The presidential candidate of the New Nigeria Peoples Party (NNPP), Engr. Rabi’u Musa Kwankwaso, had in a media interaction said that with the current situation in Nigeria, it will be difficult for northern voters to vote a presidential candidate from the Igbo nation now, citing the violent agitation in the southeast. Kwankwaso asserted that this is the reason the presidential candidate of the Labour Party (LP), Peter Obi, should be his running mate in the 2023 general elections. The NNPP presidential candidate maintained that the southeast only has opportunity for future relevance in the politics of the country in NNPP, saying that the southeast has lost relevance in the ruling All Progressives Congress (APC) and the Peoples Democratic Party (PDP). He stated that the NNPP, LP negotiation for allegiance is in the interest of both parties and Nigerians as well, noting that the major issue in the negotiation is who will be the presidential or vice-presidential candidate in the potential merger party.
Kwankwaso had on Sunday declared: “I believe it is in the interest of the Labour Party and the NNPP, and even in the interest of this country … because LP, as it stands today, certainly cannot win election.
“Yes! It cannot win election.
“Because mainly, the support is mainly in a particular zone and not spread, and the figures there cannot earn anybody a presidential seat in this country.”

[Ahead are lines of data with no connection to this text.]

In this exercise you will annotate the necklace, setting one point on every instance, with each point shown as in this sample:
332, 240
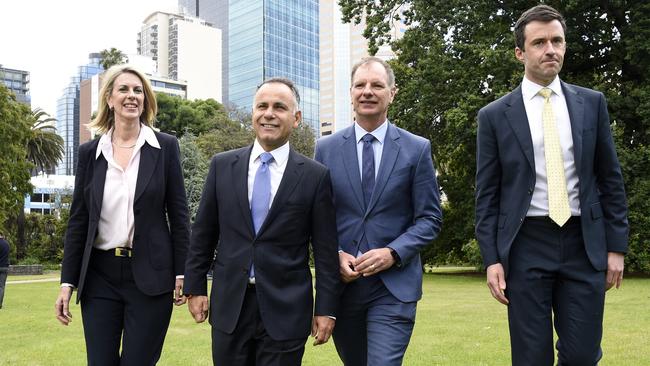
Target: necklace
126, 146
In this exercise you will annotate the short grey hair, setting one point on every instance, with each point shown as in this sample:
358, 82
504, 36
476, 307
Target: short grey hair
370, 59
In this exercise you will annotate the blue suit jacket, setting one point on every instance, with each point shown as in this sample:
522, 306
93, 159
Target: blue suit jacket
404, 210
505, 175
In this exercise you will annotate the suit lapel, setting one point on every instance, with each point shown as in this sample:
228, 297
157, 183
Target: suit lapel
516, 116
99, 180
148, 161
292, 174
388, 158
240, 185
576, 107
351, 163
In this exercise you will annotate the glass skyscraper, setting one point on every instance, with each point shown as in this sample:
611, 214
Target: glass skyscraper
267, 38
67, 114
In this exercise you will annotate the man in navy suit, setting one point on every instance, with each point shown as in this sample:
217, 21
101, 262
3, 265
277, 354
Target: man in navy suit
261, 305
387, 209
551, 216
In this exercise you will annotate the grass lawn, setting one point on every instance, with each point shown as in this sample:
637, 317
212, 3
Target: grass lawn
458, 323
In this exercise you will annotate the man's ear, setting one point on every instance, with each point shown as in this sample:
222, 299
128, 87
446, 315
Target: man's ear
298, 116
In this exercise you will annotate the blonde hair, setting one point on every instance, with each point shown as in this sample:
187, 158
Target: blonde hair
105, 118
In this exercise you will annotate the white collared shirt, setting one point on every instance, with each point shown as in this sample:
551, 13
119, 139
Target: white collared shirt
377, 144
116, 223
534, 104
276, 167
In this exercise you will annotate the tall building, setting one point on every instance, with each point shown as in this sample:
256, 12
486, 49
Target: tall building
67, 114
215, 13
18, 82
267, 38
184, 48
342, 45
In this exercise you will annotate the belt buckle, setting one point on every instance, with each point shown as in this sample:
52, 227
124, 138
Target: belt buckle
123, 252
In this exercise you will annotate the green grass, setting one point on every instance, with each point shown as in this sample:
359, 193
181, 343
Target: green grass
458, 323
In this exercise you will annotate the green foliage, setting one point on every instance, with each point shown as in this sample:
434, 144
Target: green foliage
458, 56
195, 170
14, 169
177, 116
45, 146
111, 57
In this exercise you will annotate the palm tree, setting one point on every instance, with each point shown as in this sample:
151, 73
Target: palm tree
44, 146
112, 57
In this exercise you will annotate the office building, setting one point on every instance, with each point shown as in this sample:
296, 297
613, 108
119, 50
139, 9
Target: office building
267, 38
67, 114
18, 82
184, 48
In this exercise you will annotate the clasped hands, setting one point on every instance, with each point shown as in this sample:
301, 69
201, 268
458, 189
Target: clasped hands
368, 264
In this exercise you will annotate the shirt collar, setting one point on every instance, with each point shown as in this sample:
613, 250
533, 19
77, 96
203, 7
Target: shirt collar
379, 132
530, 89
280, 155
146, 135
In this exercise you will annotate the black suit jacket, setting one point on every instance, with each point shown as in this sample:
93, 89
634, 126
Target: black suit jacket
301, 212
161, 234
505, 175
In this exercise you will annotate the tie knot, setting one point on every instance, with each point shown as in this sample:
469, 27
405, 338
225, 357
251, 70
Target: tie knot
266, 157
546, 93
368, 138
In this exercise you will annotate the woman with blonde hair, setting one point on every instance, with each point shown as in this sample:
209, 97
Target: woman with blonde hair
128, 230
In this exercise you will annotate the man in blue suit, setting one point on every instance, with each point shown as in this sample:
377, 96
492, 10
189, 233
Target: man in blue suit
551, 216
387, 209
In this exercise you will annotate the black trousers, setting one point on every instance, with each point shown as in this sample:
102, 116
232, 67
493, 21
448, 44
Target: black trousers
250, 344
114, 309
551, 282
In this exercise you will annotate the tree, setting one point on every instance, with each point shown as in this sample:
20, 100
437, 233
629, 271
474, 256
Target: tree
195, 170
44, 147
112, 57
14, 168
457, 56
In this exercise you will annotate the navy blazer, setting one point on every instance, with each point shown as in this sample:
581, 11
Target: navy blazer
505, 175
404, 210
161, 234
301, 213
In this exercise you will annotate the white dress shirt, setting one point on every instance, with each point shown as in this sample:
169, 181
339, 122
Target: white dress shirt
276, 167
534, 104
116, 223
377, 144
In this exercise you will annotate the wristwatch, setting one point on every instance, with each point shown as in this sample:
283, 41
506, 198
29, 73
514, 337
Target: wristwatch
398, 260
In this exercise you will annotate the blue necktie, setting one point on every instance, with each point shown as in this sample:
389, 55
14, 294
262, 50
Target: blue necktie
261, 199
367, 168
367, 178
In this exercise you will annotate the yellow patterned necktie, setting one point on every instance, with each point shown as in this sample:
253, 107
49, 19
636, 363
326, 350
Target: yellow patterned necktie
558, 199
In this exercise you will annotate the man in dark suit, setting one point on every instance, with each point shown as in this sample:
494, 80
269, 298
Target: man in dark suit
261, 207
551, 216
387, 209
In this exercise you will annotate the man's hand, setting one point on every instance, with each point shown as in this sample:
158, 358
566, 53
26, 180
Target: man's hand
321, 329
179, 299
198, 307
346, 267
62, 305
615, 265
496, 281
374, 261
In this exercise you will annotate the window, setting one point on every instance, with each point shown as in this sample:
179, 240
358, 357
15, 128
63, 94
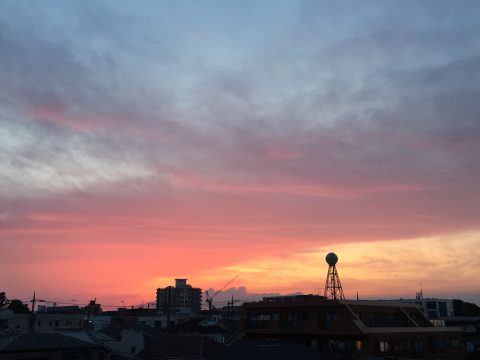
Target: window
438, 345
384, 346
358, 345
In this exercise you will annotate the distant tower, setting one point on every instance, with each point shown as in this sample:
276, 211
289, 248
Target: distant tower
333, 286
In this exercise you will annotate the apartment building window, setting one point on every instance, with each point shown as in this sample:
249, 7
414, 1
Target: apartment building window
384, 346
438, 345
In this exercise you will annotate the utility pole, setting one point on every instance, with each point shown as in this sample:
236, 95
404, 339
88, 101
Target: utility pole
32, 313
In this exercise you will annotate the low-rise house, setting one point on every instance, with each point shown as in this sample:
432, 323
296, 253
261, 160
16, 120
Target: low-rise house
52, 346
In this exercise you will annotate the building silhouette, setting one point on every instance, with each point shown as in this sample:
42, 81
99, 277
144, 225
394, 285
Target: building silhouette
179, 298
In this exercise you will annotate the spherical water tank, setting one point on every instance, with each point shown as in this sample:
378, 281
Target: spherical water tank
331, 259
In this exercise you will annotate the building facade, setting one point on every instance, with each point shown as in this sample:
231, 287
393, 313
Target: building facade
353, 329
179, 298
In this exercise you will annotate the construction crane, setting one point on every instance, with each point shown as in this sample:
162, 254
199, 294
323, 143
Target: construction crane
209, 298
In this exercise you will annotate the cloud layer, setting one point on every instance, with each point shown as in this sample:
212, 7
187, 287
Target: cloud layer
225, 133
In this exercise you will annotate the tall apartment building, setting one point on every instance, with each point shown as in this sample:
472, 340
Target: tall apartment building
179, 298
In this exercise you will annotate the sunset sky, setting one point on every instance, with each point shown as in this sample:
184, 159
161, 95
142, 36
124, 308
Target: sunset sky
145, 141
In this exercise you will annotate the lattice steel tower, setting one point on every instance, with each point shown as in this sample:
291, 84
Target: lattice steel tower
333, 286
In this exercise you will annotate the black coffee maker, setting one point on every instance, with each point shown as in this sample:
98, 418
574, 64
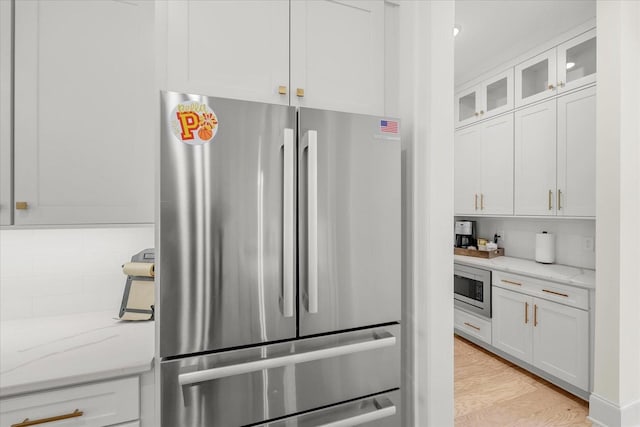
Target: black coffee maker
465, 234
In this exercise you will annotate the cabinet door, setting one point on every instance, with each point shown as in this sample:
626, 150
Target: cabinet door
511, 323
337, 55
466, 170
577, 62
536, 78
468, 106
535, 159
85, 110
561, 342
6, 155
577, 154
496, 170
230, 49
497, 94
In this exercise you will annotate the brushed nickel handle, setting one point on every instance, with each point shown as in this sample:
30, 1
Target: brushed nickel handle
559, 200
472, 326
555, 293
27, 422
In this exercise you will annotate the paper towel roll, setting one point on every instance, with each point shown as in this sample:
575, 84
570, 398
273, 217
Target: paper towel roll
140, 269
545, 247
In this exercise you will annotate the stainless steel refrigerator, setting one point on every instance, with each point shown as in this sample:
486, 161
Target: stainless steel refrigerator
279, 265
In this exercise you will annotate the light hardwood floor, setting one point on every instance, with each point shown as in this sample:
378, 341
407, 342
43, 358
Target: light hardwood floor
489, 391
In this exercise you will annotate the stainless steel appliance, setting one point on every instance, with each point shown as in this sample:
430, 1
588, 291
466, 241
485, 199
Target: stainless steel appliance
465, 233
279, 272
472, 289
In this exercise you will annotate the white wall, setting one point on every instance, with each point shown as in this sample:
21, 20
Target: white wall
49, 272
615, 400
520, 237
426, 107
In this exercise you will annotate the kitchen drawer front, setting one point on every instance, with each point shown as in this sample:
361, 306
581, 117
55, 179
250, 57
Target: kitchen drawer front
258, 384
564, 294
102, 404
472, 325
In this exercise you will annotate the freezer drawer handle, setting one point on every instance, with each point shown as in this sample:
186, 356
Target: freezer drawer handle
382, 340
388, 410
288, 209
313, 221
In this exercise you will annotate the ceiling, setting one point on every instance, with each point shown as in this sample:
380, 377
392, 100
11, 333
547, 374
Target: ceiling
496, 31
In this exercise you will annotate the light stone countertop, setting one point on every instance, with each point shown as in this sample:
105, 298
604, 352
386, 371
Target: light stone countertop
47, 352
574, 276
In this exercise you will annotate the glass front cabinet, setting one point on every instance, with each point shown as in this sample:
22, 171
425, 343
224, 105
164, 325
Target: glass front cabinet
487, 99
563, 68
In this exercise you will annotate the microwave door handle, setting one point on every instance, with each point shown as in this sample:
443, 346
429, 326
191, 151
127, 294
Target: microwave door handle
312, 221
288, 231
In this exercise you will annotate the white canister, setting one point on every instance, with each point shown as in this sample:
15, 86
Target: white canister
545, 247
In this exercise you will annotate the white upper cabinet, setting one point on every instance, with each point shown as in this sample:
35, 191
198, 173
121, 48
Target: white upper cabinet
321, 54
231, 49
577, 62
535, 159
576, 194
85, 112
6, 69
483, 174
536, 78
337, 55
490, 98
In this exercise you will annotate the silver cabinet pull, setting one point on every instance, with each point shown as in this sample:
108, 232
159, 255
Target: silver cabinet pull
313, 221
288, 209
377, 342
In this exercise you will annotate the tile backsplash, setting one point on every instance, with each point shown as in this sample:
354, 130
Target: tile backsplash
520, 237
53, 272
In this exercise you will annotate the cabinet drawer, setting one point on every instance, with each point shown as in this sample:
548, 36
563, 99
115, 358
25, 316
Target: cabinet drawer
564, 294
472, 325
101, 404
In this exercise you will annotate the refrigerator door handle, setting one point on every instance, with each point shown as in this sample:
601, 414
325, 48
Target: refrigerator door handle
313, 220
385, 409
288, 231
382, 340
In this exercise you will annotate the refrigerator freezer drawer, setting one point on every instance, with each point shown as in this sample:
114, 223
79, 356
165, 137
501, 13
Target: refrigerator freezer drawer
382, 410
254, 385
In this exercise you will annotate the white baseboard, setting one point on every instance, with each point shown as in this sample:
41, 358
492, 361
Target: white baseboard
603, 413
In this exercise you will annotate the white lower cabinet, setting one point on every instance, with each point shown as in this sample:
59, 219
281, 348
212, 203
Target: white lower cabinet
550, 336
473, 325
107, 403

Kwankwaso maintained: “The major issue, as it stands today, is the issue of who becomes the president and who becomes the vice president; And I believe this is the time really to advise, especially, those who are positively behind the candidate of the Labour Party, that for me, I have seen an opportunity for the Southeast to be relevant in the next dispensation. In PDP, they are completely out, and so in the APC. The only opportunity now is the NNPP.
“Most of the things that are happening in the South, especially, in the Southeast; people are not comfortable with that and as long as you have somebody from there in any party, it will be very difficult for the northern voters to vote, and that’s the situation now.”